L'insediamento ufficiale del manager Pietro Diamantini nel delicato ruolo di nuovo amministratore unico dell'Ente Autonomo Volturno ha riacceso ieri i riflettori sul disastroso stato della Circumvesuviana, spingendo Legambiente Campania a chiedere a gran voce un radicale ed immediato cambio di rotta per risanare la principale ferrovia regionale del meridione. Il presidente della nota associazione ambientalista, Mariateresa Imparato, ha accolto la nomina del manager pubblico con un monito estremamente severo, ricordando come questa importante infrastruttura strategica sia ormai scivolata in un profondo baratro di inefficienza strutturale che penalizza quotidianamente migliaia di passeggeri e pendolari dell'intero territorio campano.

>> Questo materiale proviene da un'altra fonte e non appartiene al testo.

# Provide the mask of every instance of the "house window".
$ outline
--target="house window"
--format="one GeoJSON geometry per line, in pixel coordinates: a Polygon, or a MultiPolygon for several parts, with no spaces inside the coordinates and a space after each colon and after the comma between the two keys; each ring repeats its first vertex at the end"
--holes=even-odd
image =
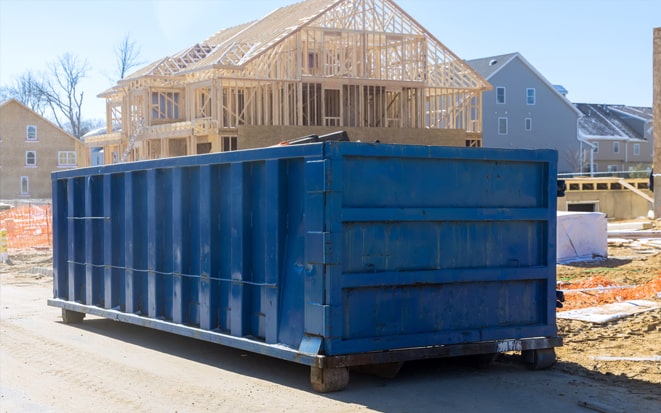
{"type": "Polygon", "coordinates": [[[634,143],[633,144],[633,154],[634,154],[634,156],[640,156],[640,144],[639,143],[634,143]]]}
{"type": "Polygon", "coordinates": [[[608,165],[608,172],[617,172],[617,165],[608,165]]]}
{"type": "Polygon", "coordinates": [[[21,176],[21,195],[30,195],[30,178],[21,176]]]}
{"type": "Polygon", "coordinates": [[[599,153],[599,142],[592,142],[594,145],[594,153],[599,153]]]}
{"type": "Polygon", "coordinates": [[[235,151],[236,136],[223,136],[223,152],[235,151]]]}
{"type": "Polygon", "coordinates": [[[496,88],[496,103],[505,103],[505,88],[502,86],[496,88]]]}
{"type": "Polygon", "coordinates": [[[498,118],[498,134],[507,135],[507,118],[498,118]]]}
{"type": "Polygon", "coordinates": [[[613,142],[613,153],[620,153],[620,142],[613,142]]]}
{"type": "Polygon", "coordinates": [[[526,89],[526,103],[529,105],[535,104],[535,88],[529,87],[526,89]]]}
{"type": "Polygon", "coordinates": [[[151,117],[159,119],[179,119],[179,92],[152,92],[151,117]]]}
{"type": "Polygon", "coordinates": [[[37,152],[25,151],[25,166],[37,166],[37,152]]]}
{"type": "Polygon", "coordinates": [[[57,153],[57,166],[76,166],[76,152],[59,151],[57,153]]]}
{"type": "Polygon", "coordinates": [[[29,141],[37,140],[37,127],[35,125],[28,125],[25,128],[25,139],[29,141]]]}
{"type": "Polygon", "coordinates": [[[525,128],[527,131],[532,130],[532,118],[526,118],[525,119],[525,128]]]}

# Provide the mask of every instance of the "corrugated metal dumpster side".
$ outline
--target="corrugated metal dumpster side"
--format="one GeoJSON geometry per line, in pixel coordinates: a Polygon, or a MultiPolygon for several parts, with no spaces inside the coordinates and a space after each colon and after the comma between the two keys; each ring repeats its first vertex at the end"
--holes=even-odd
{"type": "Polygon", "coordinates": [[[325,354],[556,336],[555,152],[365,149],[331,147],[307,243],[325,354]]]}
{"type": "Polygon", "coordinates": [[[202,335],[296,358],[305,170],[323,151],[303,145],[54,173],[50,304],[148,326],[170,322],[190,328],[158,328],[218,333],[228,340],[202,335]]]}

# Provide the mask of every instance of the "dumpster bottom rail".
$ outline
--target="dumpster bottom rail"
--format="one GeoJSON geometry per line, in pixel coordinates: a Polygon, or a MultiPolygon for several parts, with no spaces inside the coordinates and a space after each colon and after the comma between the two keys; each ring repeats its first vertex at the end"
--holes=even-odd
{"type": "Polygon", "coordinates": [[[391,365],[394,366],[393,371],[396,374],[403,362],[412,360],[480,355],[495,357],[498,353],[513,351],[521,352],[524,361],[534,369],[543,369],[555,363],[554,347],[562,346],[561,337],[530,337],[327,356],[306,353],[282,344],[235,337],[218,331],[57,298],[49,299],[48,305],[62,309],[62,320],[65,323],[82,322],[85,314],[91,314],[304,364],[311,367],[312,386],[320,392],[344,389],[348,384],[348,371],[351,367],[375,367],[374,371],[378,371],[379,366],[391,365]]]}
{"type": "Polygon", "coordinates": [[[506,353],[509,351],[534,351],[562,346],[561,337],[533,337],[474,343],[449,344],[432,347],[395,349],[372,353],[358,353],[338,356],[319,356],[322,368],[352,367],[367,364],[382,364],[424,360],[445,357],[474,356],[479,354],[506,353]]]}
{"type": "MultiPolygon", "coordinates": [[[[205,330],[184,324],[173,323],[170,321],[148,318],[139,314],[124,313],[122,311],[96,307],[93,305],[80,304],[57,298],[49,299],[48,305],[51,307],[62,308],[62,318],[65,323],[67,320],[65,319],[64,314],[67,314],[67,312],[82,313],[82,316],[84,316],[84,314],[91,314],[110,320],[121,321],[124,323],[152,328],[154,330],[160,330],[185,337],[195,338],[198,340],[204,340],[223,346],[234,347],[240,350],[250,351],[252,353],[278,357],[284,360],[294,361],[308,366],[314,366],[319,363],[317,355],[301,353],[297,349],[287,347],[282,344],[267,344],[254,338],[235,337],[214,330],[205,330]]],[[[82,321],[82,316],[77,320],[78,322],[82,321]]],[[[67,318],[71,318],[71,316],[67,318]]]]}

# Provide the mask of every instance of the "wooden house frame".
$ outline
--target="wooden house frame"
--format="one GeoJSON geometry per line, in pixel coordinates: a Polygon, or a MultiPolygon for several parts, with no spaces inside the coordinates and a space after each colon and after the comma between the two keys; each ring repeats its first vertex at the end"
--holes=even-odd
{"type": "Polygon", "coordinates": [[[391,0],[307,0],[221,30],[99,97],[105,163],[352,140],[481,145],[491,86],[391,0]]]}

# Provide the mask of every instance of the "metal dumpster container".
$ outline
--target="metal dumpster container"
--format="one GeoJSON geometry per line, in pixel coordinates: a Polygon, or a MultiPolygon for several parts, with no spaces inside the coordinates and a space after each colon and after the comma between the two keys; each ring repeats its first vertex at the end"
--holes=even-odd
{"type": "Polygon", "coordinates": [[[54,298],[311,366],[555,361],[550,150],[325,142],[55,172],[54,298]]]}

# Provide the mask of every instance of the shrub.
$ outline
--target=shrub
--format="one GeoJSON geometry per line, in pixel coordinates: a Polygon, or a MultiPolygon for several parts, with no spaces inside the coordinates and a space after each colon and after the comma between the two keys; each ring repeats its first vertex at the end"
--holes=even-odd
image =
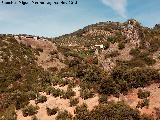
{"type": "Polygon", "coordinates": [[[60,97],[64,94],[64,91],[59,88],[58,89],[53,88],[51,93],[54,97],[60,97]]]}
{"type": "Polygon", "coordinates": [[[140,50],[138,48],[132,48],[129,52],[130,55],[133,55],[133,56],[138,56],[140,54],[140,50]]]}
{"type": "Polygon", "coordinates": [[[37,93],[34,91],[28,91],[28,96],[30,100],[34,100],[37,97],[37,93]]]}
{"type": "Polygon", "coordinates": [[[80,106],[76,106],[74,114],[74,120],[88,120],[89,110],[87,109],[87,104],[83,103],[80,106]]]}
{"type": "Polygon", "coordinates": [[[51,72],[57,72],[58,68],[57,67],[49,67],[48,70],[51,72]]]}
{"type": "Polygon", "coordinates": [[[52,77],[52,85],[53,86],[58,85],[60,81],[62,81],[62,79],[59,76],[53,76],[52,77]]]}
{"type": "Polygon", "coordinates": [[[157,120],[160,119],[160,108],[154,108],[157,120]]]}
{"type": "Polygon", "coordinates": [[[138,104],[137,104],[137,106],[136,106],[136,108],[141,108],[141,109],[142,109],[142,108],[145,107],[145,106],[146,106],[147,108],[149,107],[149,99],[146,99],[146,98],[145,98],[145,99],[143,99],[142,101],[139,101],[138,104]]]}
{"type": "Polygon", "coordinates": [[[146,63],[147,65],[153,65],[153,64],[156,63],[156,60],[154,60],[154,59],[151,58],[151,57],[144,57],[144,58],[142,58],[142,59],[145,61],[145,63],[146,63]]]}
{"type": "Polygon", "coordinates": [[[100,95],[100,97],[99,97],[99,103],[107,103],[108,102],[108,96],[107,95],[105,95],[105,94],[102,94],[102,95],[100,95]]]}
{"type": "Polygon", "coordinates": [[[81,112],[87,112],[88,111],[87,107],[88,106],[86,103],[83,103],[82,105],[76,106],[74,114],[78,114],[81,112]]]}
{"type": "Polygon", "coordinates": [[[47,110],[48,116],[51,116],[51,115],[55,115],[59,111],[59,108],[56,107],[51,109],[47,107],[46,110],[47,110]]]}
{"type": "Polygon", "coordinates": [[[63,54],[66,57],[68,57],[68,56],[79,57],[79,55],[76,51],[65,51],[63,54]]]}
{"type": "Polygon", "coordinates": [[[159,46],[160,46],[160,40],[156,40],[156,39],[153,39],[151,42],[150,42],[150,47],[149,47],[149,52],[156,52],[158,49],[159,49],[159,46]]]}
{"type": "Polygon", "coordinates": [[[118,51],[112,51],[111,53],[107,54],[107,55],[105,56],[105,58],[109,58],[109,57],[113,58],[113,57],[117,57],[117,56],[119,56],[119,55],[120,55],[120,54],[119,54],[118,51]]]}
{"type": "Polygon", "coordinates": [[[75,94],[76,93],[71,88],[67,88],[67,91],[62,95],[62,98],[70,99],[71,97],[75,96],[75,94]]]}
{"type": "Polygon", "coordinates": [[[45,92],[47,95],[50,95],[53,91],[53,87],[52,86],[48,86],[46,89],[45,89],[45,92]]]}
{"type": "Polygon", "coordinates": [[[115,83],[114,80],[111,78],[108,78],[107,80],[104,80],[100,86],[99,86],[99,92],[101,94],[117,94],[120,92],[119,85],[115,83]]]}
{"type": "Polygon", "coordinates": [[[94,95],[93,91],[89,90],[88,88],[80,90],[80,97],[83,99],[92,98],[94,95]]]}
{"type": "Polygon", "coordinates": [[[44,103],[47,101],[47,97],[46,96],[43,96],[43,95],[40,95],[37,97],[37,99],[35,100],[35,103],[38,104],[38,103],[44,103]]]}
{"type": "Polygon", "coordinates": [[[151,81],[159,78],[158,71],[154,69],[117,67],[106,80],[100,83],[99,92],[103,94],[123,93],[131,88],[149,85],[151,81]]]}
{"type": "Polygon", "coordinates": [[[33,116],[31,117],[31,120],[39,120],[39,119],[37,118],[37,116],[33,115],[33,116]]]}
{"type": "Polygon", "coordinates": [[[76,106],[79,103],[79,99],[78,98],[70,98],[70,107],[72,106],[76,106]]]}
{"type": "Polygon", "coordinates": [[[80,60],[78,58],[74,58],[73,60],[69,61],[69,67],[76,66],[80,63],[80,60]]]}
{"type": "Polygon", "coordinates": [[[93,59],[93,64],[98,64],[98,58],[97,58],[97,57],[95,57],[95,58],[93,59]]]}
{"type": "Polygon", "coordinates": [[[125,48],[125,43],[120,42],[120,43],[118,44],[118,49],[119,49],[119,50],[122,50],[122,49],[124,49],[124,48],[125,48]]]}
{"type": "Polygon", "coordinates": [[[58,52],[56,51],[56,50],[52,50],[49,54],[51,54],[51,55],[55,55],[55,54],[57,54],[58,52]]]}
{"type": "Polygon", "coordinates": [[[111,36],[111,37],[108,37],[107,41],[114,44],[116,42],[116,38],[111,36]]]}
{"type": "Polygon", "coordinates": [[[86,105],[77,106],[74,120],[140,120],[138,110],[130,108],[123,102],[100,104],[92,111],[86,105]]]}
{"type": "Polygon", "coordinates": [[[38,50],[39,52],[43,52],[43,49],[42,49],[42,48],[37,48],[37,50],[38,50]]]}
{"type": "Polygon", "coordinates": [[[101,104],[90,112],[92,120],[139,120],[138,110],[132,109],[123,102],[101,104]]]}
{"type": "Polygon", "coordinates": [[[142,61],[146,65],[153,65],[156,63],[156,60],[149,57],[148,51],[140,52],[140,50],[136,48],[136,49],[132,49],[130,51],[130,54],[134,56],[134,58],[131,61],[142,61]]]}
{"type": "Polygon", "coordinates": [[[14,104],[16,106],[16,110],[23,108],[29,103],[28,94],[25,92],[20,92],[20,91],[13,92],[11,99],[15,101],[14,104]]]}
{"type": "Polygon", "coordinates": [[[138,95],[138,98],[144,99],[144,98],[147,98],[147,97],[150,96],[150,92],[149,91],[143,91],[142,89],[139,89],[137,95],[138,95]]]}
{"type": "Polygon", "coordinates": [[[15,108],[10,106],[7,108],[7,110],[4,112],[3,116],[1,117],[0,114],[0,119],[1,120],[17,120],[17,115],[15,112],[15,108]]]}
{"type": "Polygon", "coordinates": [[[141,115],[141,120],[154,120],[152,115],[143,114],[141,115]]]}
{"type": "Polygon", "coordinates": [[[93,54],[94,52],[95,52],[95,50],[94,50],[94,49],[89,49],[89,50],[87,51],[87,53],[86,53],[86,54],[91,55],[91,54],[93,54]]]}
{"type": "Polygon", "coordinates": [[[103,45],[104,45],[104,50],[106,50],[109,48],[110,44],[109,44],[109,42],[104,42],[103,45]]]}
{"type": "Polygon", "coordinates": [[[78,68],[77,72],[80,72],[78,74],[83,76],[82,77],[83,82],[94,84],[94,83],[99,83],[101,81],[102,70],[95,65],[86,65],[83,66],[82,68],[80,67],[78,68]]]}
{"type": "Polygon", "coordinates": [[[72,115],[67,111],[60,111],[56,117],[56,120],[72,120],[72,115]]]}
{"type": "Polygon", "coordinates": [[[68,88],[74,88],[76,86],[76,81],[69,81],[68,88]]]}
{"type": "Polygon", "coordinates": [[[59,86],[65,86],[69,84],[69,81],[67,79],[59,79],[58,81],[59,86]]]}
{"type": "Polygon", "coordinates": [[[22,109],[22,113],[24,117],[27,117],[36,114],[38,112],[37,110],[38,110],[37,106],[28,105],[22,109]]]}
{"type": "Polygon", "coordinates": [[[127,66],[134,68],[134,67],[145,67],[146,64],[141,59],[132,58],[130,61],[127,61],[127,66]]]}

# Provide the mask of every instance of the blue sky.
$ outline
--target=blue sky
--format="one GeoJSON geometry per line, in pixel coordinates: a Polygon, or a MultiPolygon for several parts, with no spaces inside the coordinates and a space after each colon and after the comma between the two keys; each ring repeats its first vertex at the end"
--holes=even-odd
{"type": "MultiPolygon", "coordinates": [[[[23,1],[31,2],[32,0],[23,1]]],[[[60,0],[34,1],[54,2],[60,0]]],[[[5,5],[0,1],[0,33],[26,33],[55,37],[76,31],[89,24],[108,20],[123,22],[134,18],[148,27],[160,23],[160,0],[77,1],[77,5],[51,6],[5,5]]]]}

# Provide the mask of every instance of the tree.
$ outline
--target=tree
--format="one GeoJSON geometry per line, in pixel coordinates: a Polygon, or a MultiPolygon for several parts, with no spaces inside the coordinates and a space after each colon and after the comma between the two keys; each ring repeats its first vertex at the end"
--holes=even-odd
{"type": "Polygon", "coordinates": [[[60,111],[56,117],[56,120],[72,120],[72,115],[67,111],[60,111]]]}

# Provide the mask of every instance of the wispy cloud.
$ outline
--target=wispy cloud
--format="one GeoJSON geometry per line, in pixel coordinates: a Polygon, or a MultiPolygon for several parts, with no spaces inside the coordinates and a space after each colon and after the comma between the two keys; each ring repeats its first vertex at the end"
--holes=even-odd
{"type": "Polygon", "coordinates": [[[115,10],[120,16],[126,18],[127,15],[127,0],[101,0],[105,5],[111,7],[115,10]]]}

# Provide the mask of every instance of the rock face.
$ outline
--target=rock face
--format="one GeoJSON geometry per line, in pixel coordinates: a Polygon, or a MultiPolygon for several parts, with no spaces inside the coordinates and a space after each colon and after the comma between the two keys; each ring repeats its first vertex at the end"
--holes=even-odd
{"type": "Polygon", "coordinates": [[[140,45],[139,34],[138,30],[135,28],[134,25],[128,24],[126,27],[124,27],[122,30],[122,35],[130,39],[130,43],[132,43],[134,46],[139,47],[140,45]]]}

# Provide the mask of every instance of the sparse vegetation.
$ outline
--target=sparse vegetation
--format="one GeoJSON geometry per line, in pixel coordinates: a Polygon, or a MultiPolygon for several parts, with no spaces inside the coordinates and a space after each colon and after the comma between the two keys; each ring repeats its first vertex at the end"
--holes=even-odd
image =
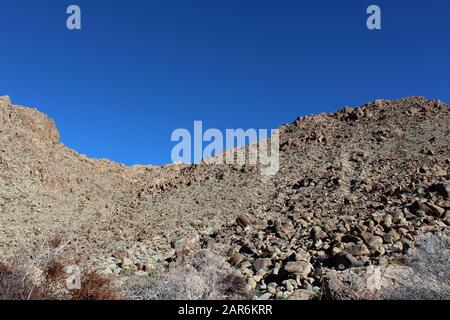
{"type": "Polygon", "coordinates": [[[81,288],[70,291],[71,300],[122,299],[113,278],[96,270],[86,270],[81,276],[81,288]]]}
{"type": "Polygon", "coordinates": [[[67,287],[68,262],[58,256],[62,240],[52,238],[34,259],[17,254],[9,263],[0,263],[0,300],[120,299],[111,277],[87,267],[80,270],[81,287],[67,287]]]}
{"type": "Polygon", "coordinates": [[[410,281],[402,282],[383,298],[394,300],[450,299],[450,240],[427,233],[416,241],[406,266],[413,269],[410,281]]]}
{"type": "Polygon", "coordinates": [[[50,287],[36,284],[23,266],[0,263],[0,300],[54,300],[50,287]]]}
{"type": "Polygon", "coordinates": [[[450,239],[424,234],[416,241],[409,265],[420,274],[450,284],[450,239]]]}
{"type": "Polygon", "coordinates": [[[418,238],[410,256],[388,266],[330,271],[324,298],[333,300],[449,300],[450,241],[427,233],[418,238]]]}
{"type": "Polygon", "coordinates": [[[167,272],[133,278],[126,295],[138,300],[218,300],[243,297],[244,280],[225,260],[209,250],[193,254],[189,262],[167,272]]]}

Il quadro nero tracciato dagli attivisti descrive un vero e proprio tracollo della mobilità locale, tristemente evidenziato dalla perdita record di oltre tredici milioni di utenti registrata nell'ultimo decennio. Le stazioni storiche abbandonate, la costante soppressione delle corse giornaliere e l'impiego di materiale rotabile decisamente obsoleto hanno trasformato l'intera linea ferroviaria in un simbolo di degrado sociale. Nonostante i massicci investimenti regionali annunciati per l'acquisto di nuovi moderni convogli e il potenziamento dei sistemi di videosorveglianza digitale, la quotidianità vissuta dai viaggiatori rimane drammatica, segnata da ritardi cronici, insicurezza diffusa e gravi guasti tecnici che bloccano i binari.

La sfida prioritaria per la nuova complessa gestione di Eav sarà quindi quella di invertire rapidamente questa tendenza negativa, restituendo la dovuta dignità ai trasporti pubblici vesuviani. Legambiente auspica che i prossimi rapporti nazionali sulla mobilità possano finalmente registrare una svolta positiva, cancellando l'infelice primato della Circumvesuviana come peggiore tratta d'Italia. Per raggiungere questo traguardo fondamentale, la futura governance dovrà puntare sulla trasparenza, sul rispetto assoluto dei cronoprogrammi di manutenzione ordinaria e su un dialogo costante con i comitati locali, trasformando le vecchie promesse politiche in servizi finalmente efficienti, sicuri e accessibili a tutti i cittadini dell'ampia area metropolitana napoletana.